The butternut chronicle: Nov. 16, 1998

For those who just tuned in, I’m transcribing and reworking the notes from an old journal consisting entirely of thoughts and observations made while sitting on my front porch. It ran from November 1 through November 19, 1998.

I’ll also submit this as a late entry for the Ecotone wiki topic Cats and Place.

If I were a good ecological citizen, I’d be reaching for the .22 right now. And I might yet. But I have such a hard time pulling the trigger any more.

A cold wind has kept me off the porch for much of the day. I’m beginning to think I might have picked the wrong time of year to start this record. It was still 34 with a stiff breeze when I came out at 2:00, and I don’t last for more than ten minutes. But the wind did allow me to sneak out without disturbing the black and white cat hunting in the overgrown front yard below me. Out of habit, I grabbed the rifle from its usual spot behind the door, setting it down on the wicker sofa beside me.

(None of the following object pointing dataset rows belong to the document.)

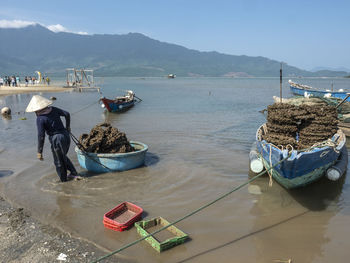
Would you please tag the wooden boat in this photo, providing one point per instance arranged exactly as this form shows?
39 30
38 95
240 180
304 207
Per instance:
171 76
119 104
307 91
302 167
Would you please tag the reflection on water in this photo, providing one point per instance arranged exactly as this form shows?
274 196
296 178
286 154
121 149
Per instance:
198 150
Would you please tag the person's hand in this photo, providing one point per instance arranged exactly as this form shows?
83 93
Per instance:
40 156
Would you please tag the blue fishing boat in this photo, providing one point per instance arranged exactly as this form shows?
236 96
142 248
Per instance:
305 166
119 104
108 162
307 91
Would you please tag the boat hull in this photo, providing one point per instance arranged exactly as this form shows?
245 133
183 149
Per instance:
112 106
113 161
318 93
302 167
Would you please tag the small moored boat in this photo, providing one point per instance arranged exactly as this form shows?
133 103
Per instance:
307 91
119 104
108 162
303 166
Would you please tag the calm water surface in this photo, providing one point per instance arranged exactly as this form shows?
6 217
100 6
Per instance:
199 132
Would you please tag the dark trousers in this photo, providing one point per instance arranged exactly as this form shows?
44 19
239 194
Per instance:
60 143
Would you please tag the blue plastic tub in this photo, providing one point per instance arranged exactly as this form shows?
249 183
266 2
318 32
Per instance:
113 161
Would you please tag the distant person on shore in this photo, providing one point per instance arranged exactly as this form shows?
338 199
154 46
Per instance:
49 120
13 81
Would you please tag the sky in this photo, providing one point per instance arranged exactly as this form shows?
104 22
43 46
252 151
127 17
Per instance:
306 34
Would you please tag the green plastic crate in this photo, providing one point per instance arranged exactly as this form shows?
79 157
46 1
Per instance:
178 237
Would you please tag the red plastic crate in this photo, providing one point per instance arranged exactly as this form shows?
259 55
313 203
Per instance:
122 216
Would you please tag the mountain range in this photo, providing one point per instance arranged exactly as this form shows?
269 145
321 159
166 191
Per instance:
25 50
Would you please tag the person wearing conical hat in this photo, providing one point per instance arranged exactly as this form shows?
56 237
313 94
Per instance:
49 120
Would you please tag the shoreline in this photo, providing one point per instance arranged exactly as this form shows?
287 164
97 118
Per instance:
7 90
26 239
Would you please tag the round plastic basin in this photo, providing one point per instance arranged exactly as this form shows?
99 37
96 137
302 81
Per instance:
113 161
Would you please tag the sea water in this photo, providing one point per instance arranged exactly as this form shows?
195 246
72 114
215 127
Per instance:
199 132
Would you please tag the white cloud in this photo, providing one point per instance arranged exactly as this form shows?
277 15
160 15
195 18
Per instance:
57 28
15 23
20 23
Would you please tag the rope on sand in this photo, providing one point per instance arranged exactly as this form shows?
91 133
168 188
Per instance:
191 213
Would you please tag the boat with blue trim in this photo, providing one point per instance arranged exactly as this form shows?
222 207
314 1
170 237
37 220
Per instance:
302 167
308 91
120 104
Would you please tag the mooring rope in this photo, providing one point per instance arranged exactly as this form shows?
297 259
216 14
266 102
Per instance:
189 214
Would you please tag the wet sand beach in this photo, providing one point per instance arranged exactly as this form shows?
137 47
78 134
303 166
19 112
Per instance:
25 239
199 133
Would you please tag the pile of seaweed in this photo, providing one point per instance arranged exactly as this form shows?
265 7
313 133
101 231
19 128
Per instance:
103 138
300 126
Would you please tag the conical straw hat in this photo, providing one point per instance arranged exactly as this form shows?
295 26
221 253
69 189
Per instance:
38 103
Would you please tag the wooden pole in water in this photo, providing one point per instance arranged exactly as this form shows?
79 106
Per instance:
281 83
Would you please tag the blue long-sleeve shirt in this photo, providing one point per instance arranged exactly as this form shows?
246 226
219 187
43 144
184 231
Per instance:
51 123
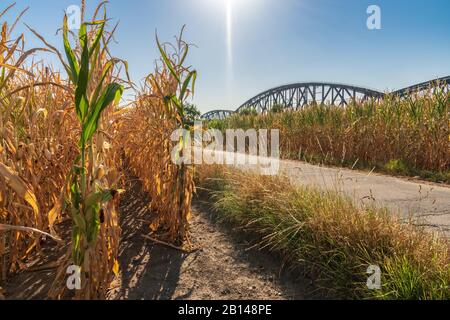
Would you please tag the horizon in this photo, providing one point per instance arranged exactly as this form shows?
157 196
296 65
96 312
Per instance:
247 47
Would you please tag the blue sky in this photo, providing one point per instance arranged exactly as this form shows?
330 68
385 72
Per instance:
274 42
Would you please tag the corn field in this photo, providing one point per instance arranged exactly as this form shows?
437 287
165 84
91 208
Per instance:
64 140
410 135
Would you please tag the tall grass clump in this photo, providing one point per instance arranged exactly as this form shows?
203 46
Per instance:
404 135
160 111
327 236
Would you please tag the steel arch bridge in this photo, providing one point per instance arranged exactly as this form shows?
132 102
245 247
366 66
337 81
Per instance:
299 95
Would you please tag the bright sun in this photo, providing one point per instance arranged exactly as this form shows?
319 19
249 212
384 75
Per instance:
229 22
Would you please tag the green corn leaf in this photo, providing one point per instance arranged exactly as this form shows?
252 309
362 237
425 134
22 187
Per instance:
73 64
97 91
113 93
184 56
97 39
81 101
167 60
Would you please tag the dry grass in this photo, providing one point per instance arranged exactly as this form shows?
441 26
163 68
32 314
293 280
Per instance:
330 238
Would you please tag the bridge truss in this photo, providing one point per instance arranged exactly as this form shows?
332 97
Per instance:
299 95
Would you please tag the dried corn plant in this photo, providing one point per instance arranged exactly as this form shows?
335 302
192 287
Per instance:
91 192
148 128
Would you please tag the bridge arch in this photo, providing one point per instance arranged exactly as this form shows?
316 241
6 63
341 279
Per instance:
298 95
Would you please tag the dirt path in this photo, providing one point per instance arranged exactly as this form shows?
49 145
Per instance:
222 268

Though completely feral, this cat’s relative lack of wariness by daylight distinguishes it from, say, a red fox – another non-native that occupies a similar ecological niche. Actually, given that we have both red and gray foxes on the mountain, with coyotes moving in, the few wild-living housecats may only survive because they are able to switch to a more diurnal pattern than they might otherwise prefer. Thus are new niches pioneered.

Not that this ecosystem needs another prolifically fertile mid-sized predator. In the absence of top carnivores, and with the highly fragmented landscape offering lots of access to formerly inaccessible deep-forest spots, omnivores such as raccoons, skunks and opossums are devastating populations of songbirds through nest predation. Seen in this context, feral housecats are just one minor piece of the puzzle. It’s the unnatural proliferation and consumption patterns of human beings that are at the root of all this, of course.

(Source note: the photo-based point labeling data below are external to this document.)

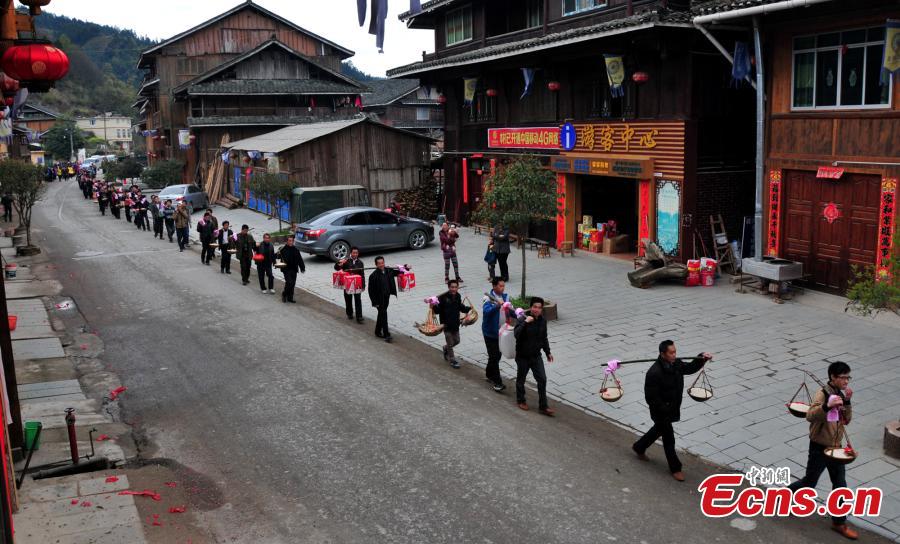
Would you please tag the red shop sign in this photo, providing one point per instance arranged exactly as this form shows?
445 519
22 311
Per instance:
829 172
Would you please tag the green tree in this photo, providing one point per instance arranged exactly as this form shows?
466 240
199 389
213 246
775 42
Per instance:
163 173
56 140
25 183
869 292
520 193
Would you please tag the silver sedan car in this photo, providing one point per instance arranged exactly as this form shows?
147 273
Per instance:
333 233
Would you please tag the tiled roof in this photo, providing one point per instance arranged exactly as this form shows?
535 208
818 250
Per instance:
707 7
387 91
272 87
618 26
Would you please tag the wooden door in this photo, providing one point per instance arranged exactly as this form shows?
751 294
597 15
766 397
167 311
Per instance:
830 225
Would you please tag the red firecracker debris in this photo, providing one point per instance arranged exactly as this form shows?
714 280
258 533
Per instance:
114 394
145 493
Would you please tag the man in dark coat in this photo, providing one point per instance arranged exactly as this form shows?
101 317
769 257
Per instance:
225 237
353 265
293 262
449 308
531 339
264 267
206 229
663 390
383 284
245 246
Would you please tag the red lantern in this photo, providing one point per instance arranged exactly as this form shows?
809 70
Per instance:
8 85
35 63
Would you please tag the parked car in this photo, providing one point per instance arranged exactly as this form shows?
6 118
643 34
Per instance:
195 197
334 232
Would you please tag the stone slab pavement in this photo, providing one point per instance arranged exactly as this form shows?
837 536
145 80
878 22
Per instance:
761 350
78 509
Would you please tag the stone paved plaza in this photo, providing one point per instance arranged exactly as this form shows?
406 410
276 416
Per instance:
760 350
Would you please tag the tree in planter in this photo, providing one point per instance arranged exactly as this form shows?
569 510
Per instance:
163 173
518 194
25 183
869 294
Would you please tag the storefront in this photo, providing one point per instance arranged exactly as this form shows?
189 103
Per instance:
630 173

This cat is, I suspect, a regular resident of an old barn down in the valley, less than a mile to the east. I have tracked it up over Laurel Ridge in winters past. An all-black cat sometimes shows up as well. They both seem to specialize in rodents – mainly chipmunks and meadow voles – but I’m sure neither would hesitate to raid a song sparrow or ovenbird nest in season, if they happened across it.

After a few minutes of fruitless stalking of the semi-subterranean voles, the cat goes out to the driveway and pads down to the big log that lies at a right angle to the road. Using the log as cover it sneaks back toward the stream. At the base of the butternut it surprises a chipmunk, attempts to pounce. But the chipmunk easily dodges and disappears in the dense weeds.

The last couple days it’s been warm enough for the birds to bathe in the stream below the butternut tree, but not today. I wonder whether the cat’s interest in this spot stems from familiarity with its frequent use by birds? Quite possibly so. I picture the cat crouched low among the sedges, waiting for its chance as an unsuspecting junco whips up an instant fountain with its wings . . . As much time as I spend out here, I still miss so much of what goes on!

The cat climbs the bank and works its way over to the corner of the house. Some new movement in the weeds prompts it to freeze once again – more voles, no doubt. Finally it heads up the slope and out of sight. I suspect it may be headed for an old woodchuck hole that gives access to the crawlspace underneath the kitchen, which is fine with me. Plenty of white-footed mice there. I’m getting as tired of setting traps as I am of taking potshots at feral housecats.

The whole time I tracked the cat with my eyes, I was remembering a story that the ancient Chinese philosopher Zhuangzi once told on himself. He was trespassing in a fenced game preserve when a strange-looking magpie startled him, brushing his face with its wings on its way to a nearby branch. He raised his crossbow to take aim at it, but just as he did so,

He noticed a cicada, which had just found a beautiful patch of shade and had forgotten what could happen to it. A mantis hiding behind the leaves grabbed at it, forgetting at the sight of gain that it had a body of its own. The strange magpie in its turn was taking advantage of that, at the sight of profit forgetful of its truest prompting.

‘Hmm!’ said Chuang Chou uneasily. ‘It is inherent in things that they are tied to each other, that one kind calls up another.’

As he threw down his crossbow and ran out of the grove, the gamekeeper came running behind shouting curses at him.

(A. C. Graham translation, Chuang-Tzu: The Inner Chapters, Hackett, 2001)

To be a part of the food chain does involve one in a sort of infinite regression. But what Zhuangzi is critiquing here, I believe, is the way the focused awareness of the hunter can be so easily spoiled by thoughts of gain. The instant one thinks “I have forgotten myself!” all is lost. As soon as Zhuangzi loses his mental equilibrium, the game warden is after him. There are so many ways to participate in the lives of others – and the majority of them seem to involve some sort of ego-projection. I wonder if my squeamishness about killing doesn’t derive primarily from my own fear of death.